As they say in the blogosphere, read the whole thing.

Is the FCC Ruling Out VoIP on PCs?

The FCC has issued an order requiring VoIP systems that interact with the old-fashioned phone network to provide 911service. Carriers have 120 days to comply.

It won’t be easy for VoIP carriers to provide the 911 service that people have come to expect from the traditional phone system. The biggest challenge in providing 911 on VoIP is knowing where the caller is located.

In the traditional phone system, it’s easy to know the caller’s location. The phone company strings wires from its facility to customers’ homes and offices. Every call starts on a phone company wire, and the phone company knows where each of those wires originates; so they know the caller’s location. The phone company routes 911 calls to the appropriate local emergency call center, and they provide the call center with the caller’s location. One big advantage of this system is that it works even if the caller doesn’t know his location precisely (or can’t communicate it clearly).

Things are different in the VoIP world. Suppose I’m running a VoIP application on my laptop. I can make and receive VoIP calls whenever my laptop is connected to the Internet, whether I’m at home, or in my office, or in a hotel room in Zurich. My VoIP endpoint and my VoIP phone number can be used anywhere. No longer can the carrier map my phone number to a single, fixed location. My number goes wherever my laptop goes.

How can a VoIP carrier know where my laptop is at any given moment? I’m not sure. The carrier could try to see which IP address (i.e., which address on the Internet) my packets are coming from, and then figure out the physical location of that IP address. That will work well if I connect to the Net in the simplest possible way; but more sophisticated connection methods will foil this method. For example, my VoIP network packets will probably appear to come from the Princeton computer science department, regardless of whether I’m at my office, at home, or in a hotel somewhere. How will my VoIP carrier know where I am?

Another approach is to have my laptop try to figure out where it is, by looking at its current IP address (and other available information). This won’t work too well, either. Often all my laptop can deduce from its IP address is that there is a fancy firewall between it and the real Internet. That’s true for me at home, and in most hotels. I suppose you could put a GPS receiver in future laptops, but that won’t help me today.

We could try to invent some kind of Internet-location-tracking protocol, which would be quite complicated, and would raise significant privacy issues. It’s not clear how to let 911 call centers track me, without also making me trackable by many others who have no business knowing where I am.

Tim Lee at Technology Liberation Front suggests creating a protocol that lets Internet-connected devices learn their geographic location. (It might be an extension of DHCP.) This is probably feasible technically, but it take a long time to be adopted. And it surely won’t be deployed widely within 120 days.

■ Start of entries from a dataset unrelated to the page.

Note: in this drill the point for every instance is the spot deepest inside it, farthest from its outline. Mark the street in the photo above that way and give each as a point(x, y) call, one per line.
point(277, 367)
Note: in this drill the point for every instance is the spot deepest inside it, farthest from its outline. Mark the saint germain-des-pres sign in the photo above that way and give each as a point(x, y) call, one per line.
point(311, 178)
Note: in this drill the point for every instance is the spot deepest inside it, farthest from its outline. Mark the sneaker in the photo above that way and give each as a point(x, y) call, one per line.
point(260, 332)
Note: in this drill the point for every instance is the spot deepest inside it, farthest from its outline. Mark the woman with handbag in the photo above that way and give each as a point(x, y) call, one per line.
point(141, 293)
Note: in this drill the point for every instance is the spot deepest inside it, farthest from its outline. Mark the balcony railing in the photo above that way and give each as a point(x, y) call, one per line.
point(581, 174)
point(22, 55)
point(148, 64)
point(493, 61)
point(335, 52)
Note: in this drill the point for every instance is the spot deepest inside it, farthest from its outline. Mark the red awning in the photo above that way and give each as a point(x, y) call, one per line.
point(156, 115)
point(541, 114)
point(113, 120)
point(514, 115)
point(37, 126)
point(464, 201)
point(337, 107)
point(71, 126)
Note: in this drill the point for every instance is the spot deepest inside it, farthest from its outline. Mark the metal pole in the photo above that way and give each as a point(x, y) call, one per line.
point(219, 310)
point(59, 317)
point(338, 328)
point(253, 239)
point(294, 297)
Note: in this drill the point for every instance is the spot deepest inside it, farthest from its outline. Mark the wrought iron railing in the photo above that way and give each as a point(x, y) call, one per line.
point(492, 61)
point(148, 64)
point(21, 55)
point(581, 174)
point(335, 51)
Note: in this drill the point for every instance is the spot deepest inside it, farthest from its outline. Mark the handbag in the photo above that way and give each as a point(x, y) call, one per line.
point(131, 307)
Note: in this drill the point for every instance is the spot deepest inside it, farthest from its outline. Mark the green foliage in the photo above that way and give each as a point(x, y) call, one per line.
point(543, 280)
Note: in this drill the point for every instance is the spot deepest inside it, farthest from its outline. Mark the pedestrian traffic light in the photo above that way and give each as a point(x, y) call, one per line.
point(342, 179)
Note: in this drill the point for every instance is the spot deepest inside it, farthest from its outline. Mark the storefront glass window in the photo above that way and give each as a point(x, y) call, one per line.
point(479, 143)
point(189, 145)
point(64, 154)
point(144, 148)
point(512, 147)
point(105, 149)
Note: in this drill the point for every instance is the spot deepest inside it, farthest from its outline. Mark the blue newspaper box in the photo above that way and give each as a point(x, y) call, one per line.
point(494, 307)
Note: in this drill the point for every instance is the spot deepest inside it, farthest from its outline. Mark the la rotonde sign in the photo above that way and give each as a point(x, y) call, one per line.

All in all, this looks like a big headache for VoIP providers, especially for ones who use existing standard software and hardware. Maybe VoIP providers will take a best-effort approach and then announce their compliance; but that will probably fail as stories about VoIP 911 failures continue to show up in the media.

Of course, VoIP carriers can avoid these rules by avoiding interaction with the old-fashioned phone network. VoIP systems that don’t provide a way to make and receive calls with old-fashioned phone users, won’t be required to provide 911 service. So the real effect of the FCC’s order may be to cut off interaction between the old and new phone systems, which won’t really help anyone.